Aktuell – Dr. Afroditi Grigoropoulou verteidigte ihre innovative Dissertation mit dem Titel „Open science approaches on assessing global aquatic insect biodiversity“ im November 2024. Ihr komplexes Projekt erarbeitete sie als Doktorandin in der internationalen Forschungsgruppe „Globale Süßwasserbiodiversität“ unter der Leitung von Dr. Sami Domisch am Leibniz-Institut für Gewässerökologie und Binnenfischerei (IGB). Die Biodiversität aquatischer Insekten ist ein wichtiger Marker für die Gesundheit eines Ökosystems, d. h. von Gewässern. Diese wiederum wird durch den Klimawandel beeinflusst. Grigoropoulou erarbeitete in ihrem Dissertationsprojekt die erste internationale, standardisierte, standortbezogene Datenbank für Süßwasserinsekten. Sie entwickelte außerdem Tools zur Kartierung von Flüssen – keine einfache Aufgabe, denn im Gegensatz zum Festland sind Flüsse komplexe, miteinander verbundene, fließende Systeme. Und schließlich untersuchte sie die ökologische Nischenbreite aquatischer Insekten, d. h. räumliche Muster, in denen hochspezialisierte Insekten vorkommen. Solche stark spezialisierten Arten reagieren besonders stark auf den Klimawandel und damit einhergehende Veränderungen von Ökosystemen.

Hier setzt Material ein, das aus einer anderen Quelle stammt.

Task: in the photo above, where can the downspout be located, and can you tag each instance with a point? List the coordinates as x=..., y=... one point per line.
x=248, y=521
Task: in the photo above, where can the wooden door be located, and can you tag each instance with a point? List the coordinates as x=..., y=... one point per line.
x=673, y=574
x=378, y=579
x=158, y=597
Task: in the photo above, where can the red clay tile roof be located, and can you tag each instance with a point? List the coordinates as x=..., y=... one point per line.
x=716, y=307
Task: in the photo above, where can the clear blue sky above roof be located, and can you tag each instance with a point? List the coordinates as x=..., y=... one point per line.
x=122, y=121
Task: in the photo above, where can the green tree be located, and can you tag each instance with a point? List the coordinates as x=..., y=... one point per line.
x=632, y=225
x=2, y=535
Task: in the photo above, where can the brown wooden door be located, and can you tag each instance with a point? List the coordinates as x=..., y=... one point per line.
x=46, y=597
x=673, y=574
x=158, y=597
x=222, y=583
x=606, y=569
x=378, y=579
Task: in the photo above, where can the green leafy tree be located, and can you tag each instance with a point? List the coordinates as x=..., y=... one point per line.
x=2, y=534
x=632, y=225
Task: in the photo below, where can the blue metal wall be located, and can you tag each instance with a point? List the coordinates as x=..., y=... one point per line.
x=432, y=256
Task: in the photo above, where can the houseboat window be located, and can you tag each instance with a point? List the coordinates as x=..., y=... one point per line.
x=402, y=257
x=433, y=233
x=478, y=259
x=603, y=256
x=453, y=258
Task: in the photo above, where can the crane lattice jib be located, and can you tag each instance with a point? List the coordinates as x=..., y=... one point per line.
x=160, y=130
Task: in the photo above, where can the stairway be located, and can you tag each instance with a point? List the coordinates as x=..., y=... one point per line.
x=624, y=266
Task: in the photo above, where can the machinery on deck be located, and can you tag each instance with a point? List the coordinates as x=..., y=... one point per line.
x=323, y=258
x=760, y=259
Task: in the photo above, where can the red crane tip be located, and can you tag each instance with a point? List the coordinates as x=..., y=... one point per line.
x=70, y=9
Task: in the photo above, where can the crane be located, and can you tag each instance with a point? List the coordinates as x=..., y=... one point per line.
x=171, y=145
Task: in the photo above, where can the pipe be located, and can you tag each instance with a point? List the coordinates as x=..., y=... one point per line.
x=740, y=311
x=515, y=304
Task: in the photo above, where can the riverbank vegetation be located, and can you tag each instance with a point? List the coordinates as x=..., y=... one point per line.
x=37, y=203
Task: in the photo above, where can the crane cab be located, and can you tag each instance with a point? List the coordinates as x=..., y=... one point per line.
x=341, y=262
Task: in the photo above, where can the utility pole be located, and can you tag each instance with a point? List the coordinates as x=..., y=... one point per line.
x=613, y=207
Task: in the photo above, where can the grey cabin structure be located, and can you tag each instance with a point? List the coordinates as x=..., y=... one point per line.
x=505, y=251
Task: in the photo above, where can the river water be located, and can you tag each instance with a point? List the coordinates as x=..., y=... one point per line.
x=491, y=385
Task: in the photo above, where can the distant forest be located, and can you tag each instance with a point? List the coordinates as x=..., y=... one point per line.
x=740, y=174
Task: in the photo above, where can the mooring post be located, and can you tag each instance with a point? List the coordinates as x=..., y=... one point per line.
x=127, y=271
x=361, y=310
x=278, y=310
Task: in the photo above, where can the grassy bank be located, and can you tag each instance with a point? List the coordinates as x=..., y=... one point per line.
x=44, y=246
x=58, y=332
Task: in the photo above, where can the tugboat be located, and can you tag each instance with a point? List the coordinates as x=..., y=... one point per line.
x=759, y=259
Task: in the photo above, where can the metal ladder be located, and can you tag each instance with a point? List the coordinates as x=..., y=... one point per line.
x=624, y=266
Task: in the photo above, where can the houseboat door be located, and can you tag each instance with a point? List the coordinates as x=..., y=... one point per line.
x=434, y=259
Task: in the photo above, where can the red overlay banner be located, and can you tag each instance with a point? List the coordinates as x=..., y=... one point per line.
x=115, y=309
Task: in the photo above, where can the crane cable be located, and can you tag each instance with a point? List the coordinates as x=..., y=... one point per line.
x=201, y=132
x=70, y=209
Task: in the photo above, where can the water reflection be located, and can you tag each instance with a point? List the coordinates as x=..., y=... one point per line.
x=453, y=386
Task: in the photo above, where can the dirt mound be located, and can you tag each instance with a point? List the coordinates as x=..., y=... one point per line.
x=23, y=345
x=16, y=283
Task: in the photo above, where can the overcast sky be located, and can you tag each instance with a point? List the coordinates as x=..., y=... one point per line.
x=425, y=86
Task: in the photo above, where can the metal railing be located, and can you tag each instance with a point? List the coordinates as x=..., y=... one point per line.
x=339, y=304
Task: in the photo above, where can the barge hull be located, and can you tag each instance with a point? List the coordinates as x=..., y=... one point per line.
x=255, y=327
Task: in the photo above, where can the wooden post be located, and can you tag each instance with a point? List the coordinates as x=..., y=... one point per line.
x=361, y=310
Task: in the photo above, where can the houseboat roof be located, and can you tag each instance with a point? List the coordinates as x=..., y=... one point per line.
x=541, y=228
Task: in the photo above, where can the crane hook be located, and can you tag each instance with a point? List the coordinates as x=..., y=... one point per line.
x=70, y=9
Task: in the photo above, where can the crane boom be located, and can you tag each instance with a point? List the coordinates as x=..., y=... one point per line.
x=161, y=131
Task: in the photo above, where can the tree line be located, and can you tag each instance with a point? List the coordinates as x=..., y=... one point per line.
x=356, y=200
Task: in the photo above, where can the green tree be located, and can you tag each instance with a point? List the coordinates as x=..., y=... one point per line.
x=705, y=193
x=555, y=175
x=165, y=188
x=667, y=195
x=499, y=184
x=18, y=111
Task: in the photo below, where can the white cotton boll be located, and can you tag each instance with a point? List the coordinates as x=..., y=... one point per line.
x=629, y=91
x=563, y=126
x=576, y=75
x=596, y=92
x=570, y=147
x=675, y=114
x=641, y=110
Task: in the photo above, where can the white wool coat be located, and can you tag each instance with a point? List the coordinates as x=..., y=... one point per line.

Nutzen und Implikationen ihrer Forschung sind nicht zu unterschätzen! Aufgrund der Daten und Werkzeuge, die Grigoropoulou zusammengestellt, erarbeitet und untersucht hat, könnten zukünftig beispielsweise Voraussagen darüber getroffen werden, wie der Klimawandel die Biodiversität von Süßwasserinsekten beeinflusst, die wiederum wesentliche Plätze in den Nahrungsketten ihrer Ökosysteme einnehmen. Damit leistete Grigoropoulou einen wichtigen Beitrag zum Verständnis dieses Komplexes.
Die Juror*innen waren nicht nur von den Forschungsergebnissen der Preisträgerin beeindruckt, die in bereits neun Publikationen einflossen, sofern auch von ihrer Fähigkeit, ein großes internationales Forscher*innenteam unter einer gemeinsamen Zielsetzung zusammenzubringen.
Die Nachwuchswissenschaftlerin, inzwischen Postdoc am IGB, stammt ursprünglich aus Griechenland. Sie erwarb ihren Bachelorabschluss im Fach Biologie an der Universität Athen und zog für ihr Masterstudium im Fach „Ecology, Environmental Management and Restoration“ nach Barcelona, wo sie bereits ein Erasmusjahr absolviert hatte. Dort arbeitete sie in einem meeresbiologischen Lab und spezialisierte sich schließlich auf Süßwasserinsekten. Nach Berlin und zum IGB kam sie 2020 während der Coronapandemie.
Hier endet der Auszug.